Our volunteer journalist, Auguste Chocianaite met Anouk Mercier in her studio.
Enchanting landscapes embellished with subtle motifs of the Antiquity period combined with the most outstanding creations of nature, all produced using ink or pencil, are signature works of Anouk Mercier. “When I first moved to the UK and couldn’t speak English I learned the power of drawing, and Art generally, as a universal language.” Anouk has been creating poetry through her drawings ever since.
When did you find out that expressing yourself on paper was your calling in life?
“I was born in Paris in 1984, moved to Switzerland when I was five, and again to England when I was nine. Drawing and reading were always my favourite activities as a child, perhaps partly because I grew up without a TV at home. Drawing was and still is so many things to me; a form of entertainment, escapism, relaxation and expression.”
Motifs of mountains, waterfalls, and abandoned cities dominate your artwork. What is your relationship with nature itself?
“Nature has always been a very big part of my life. Growing up in Switzerland I spent a lot of time in the Alps, where I was taught both to wonder at, but also fear and respect the mountains. This dichotomy of awe and terror, beauty and doom is a recurring theme and subject of exploration throughout my practice. It also prompted my love and fascination for Romantic Art and the Sublime, both of which significantly inform my practice.”
Architectural themes from the Antiquity period, Ancient Greece in particular, are undeniably visible in your drawings. Why is that so?
“Over the past year I have been particularly interested in art collected during and influenced by the Grand Tour. It was the traditional trip to Europe undertaken by mainly upper-class young men and intellectuals/ artists from around 1660 until the middle of the 19th Century. Ruins naturally crept in to artworks created and collected along the course of these journeys, and therefore became a classic theme of Romantic Art. With this in mind I undertook a trip to Greece last year in the footsteps of the Romantics. This, together with Piranesi’s etchings of Roman antiquities, has inspired my recent work.”
Why did you choose the particular technique you use to create your drawings? How is Photoshop involved in the creative process?
“I only use Photoshop when preparing my photo etching plates. Otherwise I use a range of techniques throughout my practice but the majority of my current work is created using acetone printing, airbrushed inks and pencil on paper. It is a multi-layered and often laborious process, and each stage is more or less predictable. I didn’t choose this technique as such; it evolved naturally over time as my own unique visual language, developed to best convey and present concepts and notions inherent to my work.”
Could you please briefly tell me about the whole process of making a new piece?

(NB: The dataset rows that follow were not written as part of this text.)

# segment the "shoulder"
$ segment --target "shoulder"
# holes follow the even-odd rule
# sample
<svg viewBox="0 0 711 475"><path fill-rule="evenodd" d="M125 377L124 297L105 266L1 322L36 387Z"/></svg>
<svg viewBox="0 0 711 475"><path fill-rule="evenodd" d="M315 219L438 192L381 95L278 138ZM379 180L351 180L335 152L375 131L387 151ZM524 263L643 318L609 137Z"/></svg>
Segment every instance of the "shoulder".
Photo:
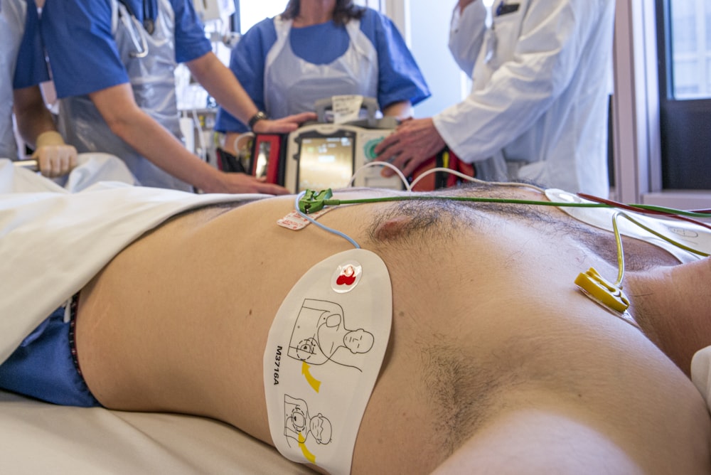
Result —
<svg viewBox="0 0 711 475"><path fill-rule="evenodd" d="M255 24L240 38L233 55L264 55L277 41L277 29L272 18L264 18Z"/></svg>
<svg viewBox="0 0 711 475"><path fill-rule="evenodd" d="M274 18L264 18L255 23L245 34L240 41L254 42L256 41L275 41L277 28L274 24Z"/></svg>

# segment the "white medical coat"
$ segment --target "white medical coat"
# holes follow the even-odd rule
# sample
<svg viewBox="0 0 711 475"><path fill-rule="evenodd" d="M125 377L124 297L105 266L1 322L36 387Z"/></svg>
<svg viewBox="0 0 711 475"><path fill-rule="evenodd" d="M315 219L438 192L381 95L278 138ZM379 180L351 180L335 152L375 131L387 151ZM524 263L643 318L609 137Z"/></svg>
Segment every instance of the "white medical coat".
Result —
<svg viewBox="0 0 711 475"><path fill-rule="evenodd" d="M503 3L518 11L495 2L491 28L482 1L455 9L450 50L472 89L435 127L464 161L508 169L486 179L606 197L614 0Z"/></svg>

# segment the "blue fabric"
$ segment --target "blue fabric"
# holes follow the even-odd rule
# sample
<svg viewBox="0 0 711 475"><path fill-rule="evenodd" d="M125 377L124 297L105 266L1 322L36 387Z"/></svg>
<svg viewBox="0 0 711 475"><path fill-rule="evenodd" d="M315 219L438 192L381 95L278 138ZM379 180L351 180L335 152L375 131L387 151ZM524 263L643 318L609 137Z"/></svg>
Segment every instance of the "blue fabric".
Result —
<svg viewBox="0 0 711 475"><path fill-rule="evenodd" d="M415 105L430 96L415 58L390 18L372 9L366 9L360 19L360 31L378 51L380 78L377 99L381 107L402 100L410 100ZM274 21L266 18L245 33L230 58L230 69L260 110L266 109L264 63L276 41ZM292 28L289 33L289 43L294 54L314 64L333 62L346 52L349 41L346 28L333 21ZM221 132L242 132L247 128L220 107L215 129Z"/></svg>
<svg viewBox="0 0 711 475"><path fill-rule="evenodd" d="M17 54L13 87L22 89L48 80L49 71L45 61L44 48L40 35L37 6L33 0L28 0L25 34L22 37L22 43L20 43Z"/></svg>
<svg viewBox="0 0 711 475"><path fill-rule="evenodd" d="M142 1L127 3L142 21ZM210 52L210 41L192 1L171 0L171 4L176 15L176 60L184 63ZM84 95L129 82L111 32L111 0L46 2L41 28L58 97Z"/></svg>
<svg viewBox="0 0 711 475"><path fill-rule="evenodd" d="M62 405L101 405L74 365L69 331L60 307L0 365L0 388Z"/></svg>

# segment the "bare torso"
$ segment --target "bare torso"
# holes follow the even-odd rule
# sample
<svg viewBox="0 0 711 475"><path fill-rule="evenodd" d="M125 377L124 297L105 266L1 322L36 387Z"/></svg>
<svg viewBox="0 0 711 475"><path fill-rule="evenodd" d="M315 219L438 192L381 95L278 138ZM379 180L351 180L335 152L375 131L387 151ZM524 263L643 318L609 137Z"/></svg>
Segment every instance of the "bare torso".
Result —
<svg viewBox="0 0 711 475"><path fill-rule="evenodd" d="M378 254L392 284L390 343L353 473L429 473L529 411L560 417L563 433L571 421L592 431L617 449L614 466L708 472L709 417L693 384L573 284L590 267L614 277L597 255L614 252L609 235L582 242L550 220L569 220L552 208L530 221L447 205L432 212L445 217L433 228L397 206L319 219ZM102 404L202 415L271 441L261 368L274 316L311 267L352 248L313 225L278 227L292 208L285 197L180 217L82 292L80 364ZM373 223L376 211L385 214ZM670 262L645 245L631 252ZM580 449L564 445L573 457Z"/></svg>

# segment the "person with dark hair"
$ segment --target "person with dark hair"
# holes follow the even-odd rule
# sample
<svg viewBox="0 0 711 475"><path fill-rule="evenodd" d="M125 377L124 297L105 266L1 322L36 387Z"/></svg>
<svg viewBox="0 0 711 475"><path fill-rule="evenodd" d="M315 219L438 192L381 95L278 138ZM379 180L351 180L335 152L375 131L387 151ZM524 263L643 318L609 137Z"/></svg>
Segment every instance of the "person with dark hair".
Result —
<svg viewBox="0 0 711 475"><path fill-rule="evenodd" d="M255 130L295 130L311 115L267 120L212 51L192 0L50 1L41 31L60 127L80 152L106 152L141 185L208 193L287 193L224 173L181 142L175 68L184 63L215 100Z"/></svg>
<svg viewBox="0 0 711 475"><path fill-rule="evenodd" d="M320 99L359 95L402 119L430 95L394 23L353 0L290 0L284 13L245 33L230 68L274 118L313 111ZM235 139L247 129L220 109L215 129L225 133L225 150L235 153Z"/></svg>

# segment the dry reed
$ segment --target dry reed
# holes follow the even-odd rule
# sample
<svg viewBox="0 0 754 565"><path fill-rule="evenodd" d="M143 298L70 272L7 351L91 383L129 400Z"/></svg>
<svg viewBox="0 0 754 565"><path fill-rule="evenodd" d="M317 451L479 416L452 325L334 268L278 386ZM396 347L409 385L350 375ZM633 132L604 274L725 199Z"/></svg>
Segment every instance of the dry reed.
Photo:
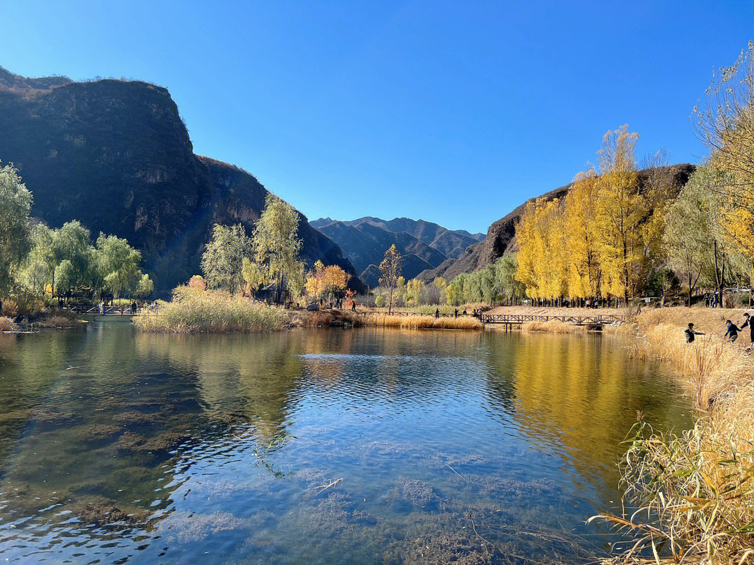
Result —
<svg viewBox="0 0 754 565"><path fill-rule="evenodd" d="M133 323L145 331L262 332L288 327L290 316L281 308L222 291L179 286L171 302L161 301L156 313L139 314Z"/></svg>
<svg viewBox="0 0 754 565"><path fill-rule="evenodd" d="M388 316L376 314L363 316L364 325L380 328L409 328L411 329L464 329L480 330L484 325L477 318L461 316L458 318L435 318L432 316Z"/></svg>
<svg viewBox="0 0 754 565"><path fill-rule="evenodd" d="M70 328L73 322L64 316L49 316L35 322L35 324L39 328Z"/></svg>
<svg viewBox="0 0 754 565"><path fill-rule="evenodd" d="M699 409L681 435L637 423L621 463L624 503L602 518L631 538L609 563L754 563L754 371L740 345L721 338L740 311L673 308L637 317L629 353L668 362ZM706 335L685 343L693 322Z"/></svg>
<svg viewBox="0 0 754 565"><path fill-rule="evenodd" d="M526 322L521 324L521 330L523 331L529 331L531 333L540 333L546 332L550 334L575 334L578 331L586 331L587 327L586 325L576 325L575 324L569 324L566 322L561 322L560 320L550 319L547 322Z"/></svg>
<svg viewBox="0 0 754 565"><path fill-rule="evenodd" d="M0 331L15 331L17 329L17 326L12 319L0 316Z"/></svg>

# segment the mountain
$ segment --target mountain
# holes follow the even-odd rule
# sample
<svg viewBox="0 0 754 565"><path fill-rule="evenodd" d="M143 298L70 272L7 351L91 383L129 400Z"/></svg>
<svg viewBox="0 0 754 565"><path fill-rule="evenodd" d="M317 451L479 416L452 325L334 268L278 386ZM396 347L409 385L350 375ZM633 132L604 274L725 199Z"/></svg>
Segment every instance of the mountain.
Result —
<svg viewBox="0 0 754 565"><path fill-rule="evenodd" d="M650 178L654 182L661 182L668 187L670 194L677 194L681 188L688 181L688 177L694 173L695 166L688 163L670 166L661 166L655 169L648 169L639 171L639 189L645 186ZM569 183L559 188L546 192L538 198L546 198L548 200L554 198L562 198L573 185ZM516 224L521 218L526 204L535 198L530 198L509 214L493 223L487 230L487 237L470 247L467 248L464 253L456 259L448 259L434 269L428 269L418 274L418 278L425 282L434 280L437 276L443 276L450 281L461 273L471 273L484 268L498 258L510 251L515 251L516 247Z"/></svg>
<svg viewBox="0 0 754 565"><path fill-rule="evenodd" d="M339 221L331 218L314 220L311 225L335 241L343 250L361 279L371 287L379 279L377 266L385 251L394 244L403 256L403 274L413 278L449 258L459 257L470 245L483 237L463 230L451 231L442 226L408 218L386 221L366 216Z"/></svg>
<svg viewBox="0 0 754 565"><path fill-rule="evenodd" d="M194 154L167 90L145 82L26 78L0 67L0 159L32 191L32 213L127 238L158 294L200 272L214 223L250 232L268 194L248 173ZM340 248L299 217L307 263L355 276Z"/></svg>

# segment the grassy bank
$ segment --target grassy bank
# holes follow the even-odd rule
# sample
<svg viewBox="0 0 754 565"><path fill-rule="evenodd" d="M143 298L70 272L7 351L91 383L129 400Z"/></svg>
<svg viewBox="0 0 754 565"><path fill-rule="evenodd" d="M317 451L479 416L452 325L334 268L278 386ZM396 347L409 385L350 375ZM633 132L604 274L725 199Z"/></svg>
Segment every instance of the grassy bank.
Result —
<svg viewBox="0 0 754 565"><path fill-rule="evenodd" d="M575 334L586 331L587 329L586 325L569 324L556 319L547 320L547 322L526 322L521 324L521 331L530 333Z"/></svg>
<svg viewBox="0 0 754 565"><path fill-rule="evenodd" d="M176 289L170 302L159 302L156 313L133 317L133 323L145 331L183 334L273 331L288 327L290 321L280 308L187 286Z"/></svg>
<svg viewBox="0 0 754 565"><path fill-rule="evenodd" d="M599 517L631 538L610 563L754 563L754 368L742 344L724 344L724 322L741 312L673 308L637 318L635 356L670 364L697 408L680 435L640 420L621 463L627 506ZM686 344L688 322L706 335Z"/></svg>
<svg viewBox="0 0 754 565"><path fill-rule="evenodd" d="M380 328L410 328L412 329L464 329L480 330L484 326L476 318L464 316L458 318L435 318L433 316L390 316L369 314L360 316L357 325Z"/></svg>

“My practice begins in collecting images, and the creation of my artworks always starts at the point of selecting images form my collection; whether for a graphite-only drawing, photo etching or acetone transfer and airbrush piece. My process for the latter involves making multiple photocopies of a selection of existing Romantic landscape prints or paintings, fragments of which are then carefully re-printed onto paper using acetone transfer. I then delicately apply colour to the skies using airbrushed inks, building a base on which to embellish with my own delicate mark-making.”
Do the transformative bubble fragments used in the majority of your paintings have a specific meaning?
“They serve as a subtle hint to the viewer that the idealised scenes depicted in my work are only an illusion; hinting at the mysterious, the abysmal and the uncanny that often lurks behind idylls. They suggest an unravelling, and introduce an ominous and potentially futuristic element to my work, confusing any real sense of place and time.”
How would you describe your own art? What do you want the viewers to feel?
“My work presents melancholic scenes and landscapes that are undefined by time or space, and that merge references to the past with futuristic propositions. They echo a timeless yearning for escapism through the portrayal of a beautiful ideal. I suppose I want viewers to be drawn in by the idyllic visual references, whilst not being able to shake off a slight feeling of unease.”
Where does your inspiration lurk most of the time?
“Inspiration can come from anywhere at any time, which is why I always feel that a big part of being an artist is being curious and inquisitive. Generally speaking I tend to be drawn to places and objects that are either beautiful, uncanny or both, which covers a very broad spectrum. I spend a lot of time on country walks and visiting stately homes. Nature, architecture and art all inspire me.”
Anouk’s work ‘Route des Lindrets – Une Cascade’, which took her one year to finish, has been recently short-listed for Jerwood Drawing Prize. Celebrating idealised representations of nature, the artist again unveils the beauty of nature on the verge between reality and ultimate graphic fantasy.